Michele Alboreto in primo piano

ARCHIVI DI GUERRA: MICHELE ALBORETO
di Alfredo Parga*
Buenos Aires (AR), 31 Dic 1997

Il tempo sembra permettere al personaggio - chiunque egli sia - di dire le cose che prima non raccontava. È possibile che la prossimità all’evento di solito impedisca alle persone di parlare delle cose come dovrebbero. Alboreto ricostruisce il suo passato, senza peli sulla lingua.

"Quando lasciai la Ferrari alla fine del 1988, accettai di guidare per Tyrrell senza interessarmi così tanto dei soldi. Era la prima macchina con il monoammortizzatore e molti altri piloti si erano rifiutati di guidarla. Dopo tre gare, sono riuscito a salire sul podio in Messico.

"Ero pienamente consapevole di aver usato lo stesso motore per qualifiche e gara. Il ringraziamento consisteva in un bel calcio nel c***, perché dal GP di Francia sono stato sostituito nella squadra con Jean Alesi. Sono andato alla Footwork, dove ho trascorso tre anni, guidando tutto, motore Ford, motore Porsche - che è stato un disastro -, il Mugen...

"Ho fatto uno sforzo per fare le cose nel modo migliore, come se guidassi per la prima volta in F1; ho preso grandi rischi quell'anno, ma mi sentivo soddisfatto e, dopo tutto, mi ha fatto molto piacere finire 14 dei 16 GP dell'anno. Tuttavia, quando la stagione finì, nella mia squadra sembra che tutti abbiano iniziato a soffrire di amnesia perché nessuno si ricordava di quello che avevo fatto.

"L'unico riconoscimento che ho avuto è stato dal giornalismo, la rivista Autosprint mi ha dato un premio.

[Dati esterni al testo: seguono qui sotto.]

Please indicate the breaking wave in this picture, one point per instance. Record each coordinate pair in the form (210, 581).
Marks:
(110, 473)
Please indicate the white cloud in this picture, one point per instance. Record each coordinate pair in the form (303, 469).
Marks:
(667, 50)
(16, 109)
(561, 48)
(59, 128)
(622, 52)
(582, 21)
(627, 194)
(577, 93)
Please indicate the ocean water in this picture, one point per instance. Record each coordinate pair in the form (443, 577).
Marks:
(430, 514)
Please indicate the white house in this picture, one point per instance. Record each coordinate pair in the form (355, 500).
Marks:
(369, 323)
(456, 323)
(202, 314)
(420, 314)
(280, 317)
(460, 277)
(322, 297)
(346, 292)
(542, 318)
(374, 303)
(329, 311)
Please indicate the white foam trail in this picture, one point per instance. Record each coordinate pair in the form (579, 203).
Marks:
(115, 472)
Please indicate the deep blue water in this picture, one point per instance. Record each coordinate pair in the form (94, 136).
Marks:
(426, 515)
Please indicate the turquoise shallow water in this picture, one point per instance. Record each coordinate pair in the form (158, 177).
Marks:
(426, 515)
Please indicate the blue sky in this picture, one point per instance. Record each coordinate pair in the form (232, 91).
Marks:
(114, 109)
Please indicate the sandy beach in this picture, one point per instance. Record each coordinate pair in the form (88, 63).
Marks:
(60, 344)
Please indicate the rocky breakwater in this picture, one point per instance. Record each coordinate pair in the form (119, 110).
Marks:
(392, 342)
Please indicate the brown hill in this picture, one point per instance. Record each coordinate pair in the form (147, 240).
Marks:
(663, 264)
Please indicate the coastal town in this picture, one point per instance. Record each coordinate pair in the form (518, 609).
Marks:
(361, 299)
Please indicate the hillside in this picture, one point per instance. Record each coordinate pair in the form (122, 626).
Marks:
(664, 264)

É stato in quel momento in cui la mia visione della categoria è cambiata.

"Mi sentivo spremuto come un limone, usato costatemente. Prima ho pensato di fare qualcosa con alcuni amici, c'era un lavoro con la Scuderia Italia. Un altro, successivamente, con la Minardi.

"So che molte persone hanno pensato nel dicembre 1994 che ero un pilota logoro, ma per me non era questo il problema. Quelle critiche non mi facevano male, e ho iniziato a guidare vetture Turismo. All'inizio avevo qualcosa come un problema di identità e mi sono criticato per questo, fino a quando un bel giorno ho fatto dei test insieme a Nannini ed a Francia. I tempi erano gli stessi e ho riacquistato la fiducia. Fino alla fine della stagione, ho utilizzato la macchina sperimentale di Alfa che nessuno voleva guidare.

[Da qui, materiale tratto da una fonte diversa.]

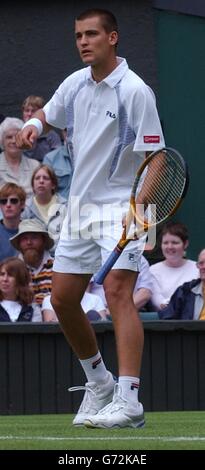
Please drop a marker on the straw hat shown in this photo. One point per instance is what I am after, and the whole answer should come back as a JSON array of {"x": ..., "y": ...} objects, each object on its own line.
[{"x": 31, "y": 225}]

"Oggi sono ispirato dall'esempio di Emerson Fittipaldi, un grande esempio di umiltà e volontà. Nella sua ultima stagione di F1 ricordo che è stato trattato come un fantasma Nel Brasile si manteneva in forma guidando i go-kart.

"In America ha avuto la facoltà di ripartire da zero, iniziando dal basso e motivando se stesso, costruendo la sua nuova carriera. Oggi, a 50 anni, Emerson è un uomo felice. Spero di avere la sua fortuna e il suo talento, per arrivare a fare lo stesso un giorno".